The nationwide initiative, sponsored by the Afterschool Alliance, was a chance to celebrate the activities after-school programs have to offer, “but also realize the demand is so much greater,” said Jodi Grant, executive director of Afterschool Alliance.

Students in the D.C. Department of Parks and Recreation's after-school pom-poms program debut a new routine to kick off the Lights On Afterschool event on Thursday at Raymond Recreation Center.

Joe Guszkowski

Students in the after-school pom-poms program debut a new routine to kick off the Lights On Afterschool event on Thursday at Raymond Recreation Center.

Though 10.2 million students are enrolled in after-school programs nationwide, there are 20 million kids who want to participate but can’t because programs aren’t available to them, Grant said. That means millions of kids are left alone and unsupervised after school.

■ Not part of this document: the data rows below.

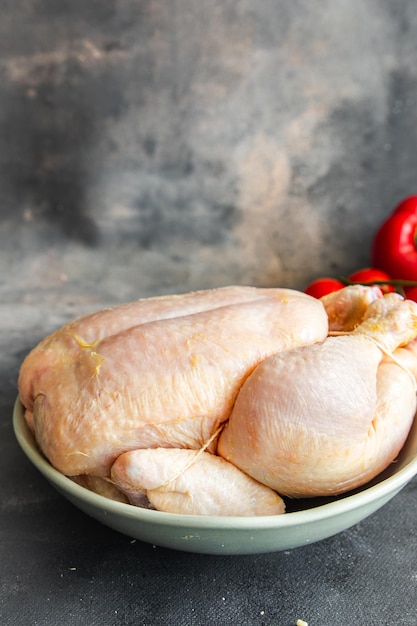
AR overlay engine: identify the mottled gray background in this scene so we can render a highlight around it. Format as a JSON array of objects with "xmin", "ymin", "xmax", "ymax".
[{"xmin": 0, "ymin": 0, "xmax": 417, "ymax": 305}]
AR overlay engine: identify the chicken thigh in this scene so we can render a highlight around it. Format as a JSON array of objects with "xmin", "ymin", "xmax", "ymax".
[
  {"xmin": 111, "ymin": 448, "xmax": 285, "ymax": 516},
  {"xmin": 19, "ymin": 287, "xmax": 328, "ymax": 477},
  {"xmin": 217, "ymin": 292, "xmax": 417, "ymax": 497}
]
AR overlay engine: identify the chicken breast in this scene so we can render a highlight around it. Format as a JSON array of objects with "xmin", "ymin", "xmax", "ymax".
[
  {"xmin": 217, "ymin": 293, "xmax": 417, "ymax": 497},
  {"xmin": 111, "ymin": 448, "xmax": 285, "ymax": 516},
  {"xmin": 19, "ymin": 287, "xmax": 328, "ymax": 477}
]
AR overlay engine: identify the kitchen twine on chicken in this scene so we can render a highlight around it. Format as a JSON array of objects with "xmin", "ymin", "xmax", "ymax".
[
  {"xmin": 154, "ymin": 424, "xmax": 224, "ymax": 489},
  {"xmin": 104, "ymin": 424, "xmax": 224, "ymax": 489},
  {"xmin": 328, "ymin": 330, "xmax": 417, "ymax": 393}
]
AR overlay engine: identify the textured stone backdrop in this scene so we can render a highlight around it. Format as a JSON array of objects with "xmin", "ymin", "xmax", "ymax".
[{"xmin": 0, "ymin": 0, "xmax": 417, "ymax": 304}]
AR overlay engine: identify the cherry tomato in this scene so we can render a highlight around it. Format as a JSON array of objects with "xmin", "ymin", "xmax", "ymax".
[
  {"xmin": 405, "ymin": 287, "xmax": 417, "ymax": 302},
  {"xmin": 349, "ymin": 267, "xmax": 395, "ymax": 293},
  {"xmin": 304, "ymin": 276, "xmax": 345, "ymax": 298}
]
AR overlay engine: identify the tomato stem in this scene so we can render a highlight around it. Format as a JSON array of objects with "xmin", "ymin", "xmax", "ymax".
[{"xmin": 338, "ymin": 276, "xmax": 417, "ymax": 287}]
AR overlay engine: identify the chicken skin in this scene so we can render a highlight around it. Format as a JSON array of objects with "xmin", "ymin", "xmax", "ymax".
[
  {"xmin": 217, "ymin": 292, "xmax": 417, "ymax": 497},
  {"xmin": 19, "ymin": 286, "xmax": 417, "ymax": 515},
  {"xmin": 19, "ymin": 287, "xmax": 328, "ymax": 478},
  {"xmin": 111, "ymin": 448, "xmax": 285, "ymax": 516}
]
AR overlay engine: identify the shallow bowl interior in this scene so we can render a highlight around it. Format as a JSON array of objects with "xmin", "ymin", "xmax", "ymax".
[{"xmin": 13, "ymin": 399, "xmax": 417, "ymax": 554}]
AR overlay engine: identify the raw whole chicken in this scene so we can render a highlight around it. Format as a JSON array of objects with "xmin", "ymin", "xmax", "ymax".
[
  {"xmin": 19, "ymin": 287, "xmax": 417, "ymax": 515},
  {"xmin": 19, "ymin": 287, "xmax": 328, "ymax": 514},
  {"xmin": 217, "ymin": 288, "xmax": 417, "ymax": 497}
]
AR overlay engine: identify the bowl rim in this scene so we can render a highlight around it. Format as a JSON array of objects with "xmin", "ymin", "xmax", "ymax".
[{"xmin": 13, "ymin": 396, "xmax": 417, "ymax": 530}]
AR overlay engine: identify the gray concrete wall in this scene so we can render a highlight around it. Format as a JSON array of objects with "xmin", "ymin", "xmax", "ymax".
[{"xmin": 0, "ymin": 0, "xmax": 417, "ymax": 305}]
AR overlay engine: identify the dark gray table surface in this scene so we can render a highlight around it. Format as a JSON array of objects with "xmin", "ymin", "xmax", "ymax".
[{"xmin": 0, "ymin": 0, "xmax": 417, "ymax": 626}]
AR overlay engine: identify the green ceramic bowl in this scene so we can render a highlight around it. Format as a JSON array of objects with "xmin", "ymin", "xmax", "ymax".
[{"xmin": 13, "ymin": 399, "xmax": 417, "ymax": 554}]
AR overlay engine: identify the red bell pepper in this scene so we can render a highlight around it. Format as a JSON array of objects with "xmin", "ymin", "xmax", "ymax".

“The need is so high,” she said.

About 200 students participated in Thursday’s event in the rec center’s gymnasium, where they planted flower and basil seeds in tiny pots, played minigolf, performed dance routines and painted piggy banks.

Aniyah Gordon, 9, was a member of a pom-pom program that kicked off the evening by debuting a new routine.

[Related: Lights On Afterschool Celebrations Recognize Programs Big and Small]

“I always dreamed about it, so this is like a dream come true to me,” she said of the performance.

On the other side of the gym, Amya Howard, 5, painted a pink nose onto a white ceramic piggy bank. She said she would put money in her bank and spend it at McDonald’s.

Next to her, 10-year-old Christaney Brown painted her pig with horizontal stripes.

“Right now, [I have] $10,” Christaney said. She planned to save it in her piggy bank.

Keith Anderson, director of the parks and recreation department, said Lights On was an opportunity to emphasize the need for structured programs for kids between the hours of 3 and 6 p.m.

After-school programs teach kids life skills, keep them safe and help them build bonds with role models outside the classroom, others said.

“Just seeing youth in a different setting, you get the opportunity to see them in a different light,” said Brian Hilliard, who works for the parks and recreation department’s teen council.

Besides parks and rec staff, there were plenty of parents at the event Thursday participating and playing with their kids.

Diane Gilchrist, a pre-K teacher at Raymond Education Campus, which is attached to the recreation center, said it was good to look around the room and see all the parental support.

“It shows a child that [parents] really do care what I do with my time,” she said.

“It’s wonderful. The kids have a wonderful time.”